I've been doing some work with OpenGL lately, and I found myself wishing for something as convenient as XNA's SpriteBatch object. I wrote one for myself, but recently I noticed that Shawn Hargreaves has released a C++ version of SpriteBatch. I thought it would be interesting to compare our implementations. For those not familiar with XNA Game Studio, SpriteBatch encapsulates the setup and shaders necessary for blitting from a texture to the screen with some optional effects. It's probably the best system out there for making your own Super Nintendo knockoff game. Using SpriteBatch is as simple starting a batch, drawing your sprites, then ending the batch. It also has some options for immediate drawing vs. queuing and sorting for efficiency.

The are a few different draw calls in SpriteBatch all of which are various combinations of the following parameters:

  • Source Texture
  • Source Rectangle (for sprite sheets)
  • Sprite Effects (mirroring options for source image)
  • Destination (either point or rectangle)
  • Depth (for layering effects)
  • Rotation
  • Origin of Rotation
  • Scale
  • Color (more of a tint really)

Unless the SpriteSortMode is Immediate, each draw call is queued for later sorting before rendering. The intermediate data format, as well as the shaders, are key to the overall efficiency. One extreme would be to cache all the potential parameters, as is,  whether or not they're needed, filling in the blanks with defaults. This leads to excess work, such as calculating sin(0) for the non-rotation cases. However, on a platform where all the parameters are just passed on to geometry shaders the GPU won't notice the extra work. On the other extreme would be calculating a 2x2 texture coordinate matrix and a 4x4 transformation matrix to encapsulate all the parameters in a form the GPU needs. This does some work on the CPU that could be done in a vertex shader, plus has a larger memory footprint and, if you don't have instanced drawing capability, there will be extra API overhead. However, it doesn't use any features not present on fixed function hardware.

XNA's Implementation
I was surprised to see in the official source that Shawn used the cache-all-parameters approach. I suppose this would have some advantages considering the cross platform nature of the API. All the draw calls do is queue up a sprite with little to no computation. All the heavy lifting is in the RenderSprite function, which calculates everything on the CPU then writes it to an indexed vertex array. The vertex array is drawn using one big draw call.

My Implementation
I probably went a bit overkill on this considering the complexity of my (many) draw calls and the simplicity of my render function. I store color and depth as is, I store the texture coordinates in homogenous form in two vec2,  and I store the destination/rotation/origin/scale as two vec3 (the first two columns of a 3x3 transform matrix, where the third column is just [0,0,1]). Overall, it saves just a single float of intermediate storage (not as good as I was hoping for). Just like the official implementation, I do all my math on the CPU. However, I do most of it in the draw call, and have a simple render function. Unlike the official implementation, I render into an un-indexed vertex array and render one tri-strip per sprite. Fortunately OpenGL doesn't have the API overhead that DirectX does, because doing it this way saves 36 floats of memory per sprite by not having a huge VertexPositionColorTexture array.

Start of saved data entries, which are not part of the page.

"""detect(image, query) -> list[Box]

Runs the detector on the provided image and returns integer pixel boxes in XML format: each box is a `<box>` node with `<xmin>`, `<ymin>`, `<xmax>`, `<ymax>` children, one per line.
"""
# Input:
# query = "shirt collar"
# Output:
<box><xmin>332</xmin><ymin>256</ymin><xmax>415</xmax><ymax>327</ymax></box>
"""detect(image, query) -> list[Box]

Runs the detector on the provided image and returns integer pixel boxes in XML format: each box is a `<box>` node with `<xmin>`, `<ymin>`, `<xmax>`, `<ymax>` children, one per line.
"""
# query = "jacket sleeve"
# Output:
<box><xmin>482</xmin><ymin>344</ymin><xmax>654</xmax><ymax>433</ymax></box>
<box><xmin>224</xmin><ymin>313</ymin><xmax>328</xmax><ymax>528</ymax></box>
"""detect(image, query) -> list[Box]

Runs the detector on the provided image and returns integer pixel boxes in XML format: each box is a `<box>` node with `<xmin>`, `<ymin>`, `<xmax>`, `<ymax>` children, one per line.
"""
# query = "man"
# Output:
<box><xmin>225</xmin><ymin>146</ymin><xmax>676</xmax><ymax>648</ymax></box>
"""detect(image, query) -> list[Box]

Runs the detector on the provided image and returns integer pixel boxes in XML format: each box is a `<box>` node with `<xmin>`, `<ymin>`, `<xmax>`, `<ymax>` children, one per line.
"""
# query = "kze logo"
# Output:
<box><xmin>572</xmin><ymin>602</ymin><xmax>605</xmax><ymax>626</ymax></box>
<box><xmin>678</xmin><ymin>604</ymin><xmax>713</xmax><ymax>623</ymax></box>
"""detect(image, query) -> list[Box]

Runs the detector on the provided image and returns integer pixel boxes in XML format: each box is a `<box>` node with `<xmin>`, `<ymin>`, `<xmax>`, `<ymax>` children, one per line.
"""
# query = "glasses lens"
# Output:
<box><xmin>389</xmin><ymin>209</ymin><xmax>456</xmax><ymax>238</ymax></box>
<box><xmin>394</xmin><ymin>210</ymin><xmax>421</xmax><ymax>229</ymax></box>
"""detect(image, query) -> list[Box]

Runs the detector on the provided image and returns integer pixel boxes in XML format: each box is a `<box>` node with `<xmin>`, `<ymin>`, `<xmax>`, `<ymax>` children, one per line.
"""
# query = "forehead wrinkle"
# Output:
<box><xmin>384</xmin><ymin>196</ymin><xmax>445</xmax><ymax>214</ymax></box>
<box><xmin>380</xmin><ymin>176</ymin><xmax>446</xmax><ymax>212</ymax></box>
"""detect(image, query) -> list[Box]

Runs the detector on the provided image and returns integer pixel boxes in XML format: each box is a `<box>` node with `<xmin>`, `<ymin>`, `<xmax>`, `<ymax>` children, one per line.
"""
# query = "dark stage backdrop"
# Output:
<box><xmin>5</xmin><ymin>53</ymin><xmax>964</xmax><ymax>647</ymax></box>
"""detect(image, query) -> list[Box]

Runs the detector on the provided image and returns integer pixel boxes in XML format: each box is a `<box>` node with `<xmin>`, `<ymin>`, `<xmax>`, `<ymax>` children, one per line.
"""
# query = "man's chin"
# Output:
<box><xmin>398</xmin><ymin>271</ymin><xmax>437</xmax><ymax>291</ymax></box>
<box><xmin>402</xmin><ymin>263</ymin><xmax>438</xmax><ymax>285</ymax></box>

Potential API Improvements
One big change I made to my API, is that I added versions that accept a Sprite object. The Sprite object encapsulates the texture pointer, source rectangle, and origin. These parameters are typically passed in groups so it makes sense to collect them together. I store pre-scaled texture coordinates in it so it saves a little computation. It also allows the specification of an origin point even when not rotating. This is useful for things like locating sprites by a point between the characters feet.

Something I found myself wishing for was for every function have color and depth as the last two parameters with default values of Color.White and 0.0f respectively. These parameters don't require any extra calculations, and they are useful no matter what other combinations of parameters are present.
Another thing I added is a draw call that accepts SpriteEffects but no rotation. I noticed this missing function when I was implementing a SNES style tile map. I had to rotate every tile by 0 degrees every time.

Overall, I was surprised how similar my implementation was to the official version. Especially considering how much work it was. I'd like to thank Shawn for releasing his source code. I always love to peek into the stuff going on behind the scenes of an API.